ONLY QUALITY CABLE CAN ENSURE SAFE GROWTH
The cable industry in Bangladesh is growing rapidly. Earlier most of the cables were imported. But now the situation has changed; the local cable industries meet most of the cable demand.
KM Ali, CEO of Partex Star Group, informs that the current growth in the cable industry is around 15 percent. He anticipates that the growth will be higher in the future since the demand of electricity is growing exponentially in rural areas and the government is promoting industrialisation beyond Dhaka and Chittagong.
AKM Ahasanul Haque, Chief Operating Officer of Partex Cables Limited, says that the government has a plan to generate 40,000MW of power by 2030. To achieve that goal huge expansion in the power distribution sector is required. The government is already carrying out upgradation of transmission line from 132kV to 400kV. The present capacity of local cable industries is 132kV overhead conductors. Some companies are also manufacturing 220kV overhead conductors. Mr Haque thinks that there is a scope for expansion of local cable industries in the production of transmission cables.
He adds that underground cable is another potential growth area. The government is planning to lay underground cables in the city areas to reduce risk and save space which will generate high demand for 11kV and 33kV underground power cables.

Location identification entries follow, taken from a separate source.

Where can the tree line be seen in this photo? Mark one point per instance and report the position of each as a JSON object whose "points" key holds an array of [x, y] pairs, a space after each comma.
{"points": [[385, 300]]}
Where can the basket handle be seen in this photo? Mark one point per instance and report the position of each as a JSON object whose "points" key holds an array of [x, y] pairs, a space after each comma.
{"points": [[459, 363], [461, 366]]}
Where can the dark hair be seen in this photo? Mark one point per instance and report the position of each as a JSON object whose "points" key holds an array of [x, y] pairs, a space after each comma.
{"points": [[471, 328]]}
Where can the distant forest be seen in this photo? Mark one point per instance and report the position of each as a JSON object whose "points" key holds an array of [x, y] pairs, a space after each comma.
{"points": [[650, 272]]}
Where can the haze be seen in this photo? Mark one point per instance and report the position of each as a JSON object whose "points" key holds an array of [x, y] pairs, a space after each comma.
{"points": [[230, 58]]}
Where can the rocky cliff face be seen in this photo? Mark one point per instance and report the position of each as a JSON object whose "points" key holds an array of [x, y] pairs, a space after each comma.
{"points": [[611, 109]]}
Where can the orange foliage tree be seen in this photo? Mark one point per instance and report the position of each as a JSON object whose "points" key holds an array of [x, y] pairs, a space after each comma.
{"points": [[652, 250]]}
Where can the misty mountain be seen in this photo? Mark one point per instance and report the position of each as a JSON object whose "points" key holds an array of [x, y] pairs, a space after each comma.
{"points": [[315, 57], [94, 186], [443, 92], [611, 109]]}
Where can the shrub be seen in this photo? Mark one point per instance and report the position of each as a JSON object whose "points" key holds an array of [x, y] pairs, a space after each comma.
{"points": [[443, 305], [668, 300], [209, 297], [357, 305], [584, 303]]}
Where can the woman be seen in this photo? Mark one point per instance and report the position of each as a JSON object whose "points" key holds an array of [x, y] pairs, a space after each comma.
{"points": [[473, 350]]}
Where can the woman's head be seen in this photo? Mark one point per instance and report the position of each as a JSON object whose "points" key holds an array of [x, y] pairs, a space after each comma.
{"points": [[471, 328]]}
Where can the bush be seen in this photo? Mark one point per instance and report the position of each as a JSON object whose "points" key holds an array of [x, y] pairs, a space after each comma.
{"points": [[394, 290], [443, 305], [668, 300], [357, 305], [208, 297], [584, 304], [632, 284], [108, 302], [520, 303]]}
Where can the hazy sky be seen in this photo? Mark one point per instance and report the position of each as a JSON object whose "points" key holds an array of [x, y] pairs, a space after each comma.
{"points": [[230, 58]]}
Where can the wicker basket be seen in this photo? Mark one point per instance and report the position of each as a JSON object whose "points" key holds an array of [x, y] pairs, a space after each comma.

He claims that local industries are capable of manufacturing these cables and the government should assess the capacity of local producers. If they are capable of producing sophisticated cables then the government should prioritise them over foreign companies. The government can impose some duty barriers to discourage import of cables which the local industries are able to produce. This will create employment and save foreign currency, he suggests.
Mr Haque also urges the government to rethink the policy requiring a minimum of five years' manufacturing experience. He believes that the government should instead focus on expertise of the industry. If a company has all the necessary capacities it should not be kept waiting for five years. According to him, this will only discourage new entrepreneurs in the cable industry.
On the quality issue of cable products, KM Ali reveals that except a few industries most of the local cable companies are not following the standard manufacturing process. Some companies are offering high discounts compromising quality of the products. Hence the cable market is suffering from unfair competition. He says that there are certain standards set by the International Electrotechnical Commission that should be followed during production of cables.
There are two basic elements of a cable: conductor and insulation. Quality conductors ensure better electricity flow, and quality insulation reduces voltage drops. The purity of conductor materials—copper or aluminium—determines conductivity. Therefore sourcing of raw materials for conductors is a key component of ensuring quality of a cable product, explains Ahasanul Haque.
Commonly used insulation materials are PVC, XLPE and rubber. Although PVC is easily bendable it is not suitable for higher temperatures. XLPE insulation is better suited for this purpose. In Bangladesh we still see use of PVC insulation in high tension cables. Since high tension cables carry high voltage they require very high insulation resistance for which XLPE is the safest option, states Mr Haque. He also suggests increased use of aluminium in power cables as a cost-effective solution.
He further adds that many companies claim that their cables are fireproof which is not true. Every metal melts at a certain temperature. The most important thing to consider here is how long the conductors conductivity and signal remains uninterrupted during fire. He recommends that use of flame-retardant and fire resistant cables be promoted to prevent short-circuit-related fire incidents.
KM Ali observes that although various regulatory bodies and organisations highlight the importance of fire safety in buildings, they do not put adequate emphasis on the use of fire-retardant cables. Cable is the most sensitive element among building materials but it gets the least attention from building owners as well as regulators. Mr Ali urges the government to specify the quality of cables to be used in various types of buildings in the Bangladesh National Building Code.
Ahasanul Haque adds that a large portion of electricity is being lost during the transmission process due to poor quality of cables. If the government enforces use of quality cables it will significantly reduce system loss.
He also emphasises making people aware about using quality cables in buildings. The owner of a building should know that the cost of cables comprises a very small percentage of the total cost of the building. But faulty cables can damage the whole structure. Both the government and cable industries should join hands in educating general users. Cable is too sensitive a product to be left to technicians who have very little knowledge about the quality of a cable product, concludes Mr Haque.